If you have one minute, run:
npx @takk/racs simulate # deterministic, seeded — same output every runmodelchain behavioralai noeticos racs keymesh
| Library | One job, done precisely |
|---|---|
| modelchain | LLM router: normalized streaming + tool calling across OpenAI/Anthropic/Gemini, 7 routing strategies, budget ceilings, per-model circuit breakers. Node, edge, and browser entry points; Vercel AI SDK adapter |
| behavioralai | Behavioral drift detection for agents: a synchronous, I/O-free observe() learns per-agent fingerprints (Welford/EWMA), attributes drift to features, forecasts trends, and alerts on 13 channels built on bare fetch/WebCrypto — including a from-scratch SMTP client and RS256 JWT signing. Ingests OpenTelemetry GenAI spans |
| noeticos | Bandit-based runtime tuning: discounted UCB1, Welch exact tails, Bonferroni alpha spending, Wilson floors — implemented from scratch. Exploration confined to a deterministic canary cohort; every decision lands in an append-only audit log |
| racs | Prompt prefix-cache planning: the real cache semantics of 16 provider profiles, break-even math so it never emits an unprofitable cache write, nine cache-killer lint rules. Zero credentials, zero network — the worst failure mode is a suboptimal plan |
| keymesh | API-key pool resilience: rotation strategies, per-key circuit breakers honoring Retry-After, full-jitter backoff, 401 quarantine. A deep Proxy mirrors the wrapped SDK, so client code doesn't change |
One discipline across all five: zero runtime dependencies, strict TypeScript, dual ESM+CJS with full type definitions, a SPEC.md in every repo, ~870 tests combined, CI on every push, SLSA provenance on every release.

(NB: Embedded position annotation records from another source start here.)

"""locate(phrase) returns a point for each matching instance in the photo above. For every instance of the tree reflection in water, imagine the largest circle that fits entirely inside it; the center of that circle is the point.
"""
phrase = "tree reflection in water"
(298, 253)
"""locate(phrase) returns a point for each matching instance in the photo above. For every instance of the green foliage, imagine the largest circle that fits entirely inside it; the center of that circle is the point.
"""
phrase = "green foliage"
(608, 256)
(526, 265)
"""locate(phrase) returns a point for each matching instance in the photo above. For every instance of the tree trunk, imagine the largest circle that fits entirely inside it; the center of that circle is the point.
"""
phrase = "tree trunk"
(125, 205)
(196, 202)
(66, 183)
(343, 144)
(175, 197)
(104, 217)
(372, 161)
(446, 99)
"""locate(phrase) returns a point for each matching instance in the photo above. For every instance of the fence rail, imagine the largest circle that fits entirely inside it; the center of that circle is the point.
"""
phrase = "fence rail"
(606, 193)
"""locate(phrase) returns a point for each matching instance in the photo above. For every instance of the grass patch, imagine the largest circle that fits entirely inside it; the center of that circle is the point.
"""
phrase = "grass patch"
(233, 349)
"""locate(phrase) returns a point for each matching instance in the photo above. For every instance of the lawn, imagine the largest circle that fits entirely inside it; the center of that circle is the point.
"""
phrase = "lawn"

him-distilled-3b — a LoRA fine-tune of Qwen-2.5-3B (6.18 GB), built with an MLflow-instrumented distillation pipeline and an eval runner as the release gate. Dataset curation, training, experiment tracking, evaluation, and public release — end to end.
TeleologyHI is my
research monorepo (TypeScript, 7 workspaces, 749 tests), published to npm as
@teleologyhi-sdk. Three layers:
- MAIC — governance: Ed25519-signed axiom administration (pinned signing key, nonce replay protection), a seven-tier severity-ranked verdict pipeline, tamper-evident SHA-256-chained audit logs
- HIM — identity: deterministic persona projection (stable 256-dim embedding, byte-level determinism unit-tested) so an agent keeps its character across LLM model swaps
- NHE — runtime: a six-step supervised response pipeline, seven streaming LLM adapters (Anthropic, Gemini, Mistral, DeepSeek, xAI Grok, Ollama, Mock) behind one contract, and a built-in MCP stdio server for Claude Desktop/Code and Cursor
Release engineering to match: two-step human-gated releases, a rollback workflow, Dependabot, provenance publishing.

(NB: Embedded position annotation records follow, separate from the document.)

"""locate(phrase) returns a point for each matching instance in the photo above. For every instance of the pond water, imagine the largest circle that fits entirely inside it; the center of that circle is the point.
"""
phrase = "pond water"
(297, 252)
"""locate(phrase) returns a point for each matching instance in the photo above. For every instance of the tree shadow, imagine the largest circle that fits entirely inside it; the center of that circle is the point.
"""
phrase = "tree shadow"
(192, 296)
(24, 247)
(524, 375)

.ah (Teleological Semantic Format)
is a declarative DSL for LLM prompts and agent skills: a formal spec with a
full EBNF grammar and checksum validation, a Python linter (ah-lint), and
eight coding-agent skills packaged as a Claude Code plugin with rule mirrors
for Cursor, Zed, Kiro, and Trae.
I think you understand a system better when you build it without the framework: iUrbanCicerone is RAG with a hand-rolled BM25 fused with embedding cosine similarity and source-cited answers — no LangChain, no vector DB. TheArchivistLens implements the Reinert method of Descending Hierarchical Classification from scikit-learn/scipy primitives, applied to a real ten-book literary corpus.
Essays on AI ethics and the philosophy of technology, self-archived at PhilPapers (2024–2025), and trilingual technical writing on Medium. The philosophical questions — what agents are, what we owe them, what they owe us — are where the engineering above started.
Founder of Takk Innovate Studio — a one-person studio that has run on a team of AI agents since 2022. Everything on this page is verifiable in public code; if you check one claim, check them all.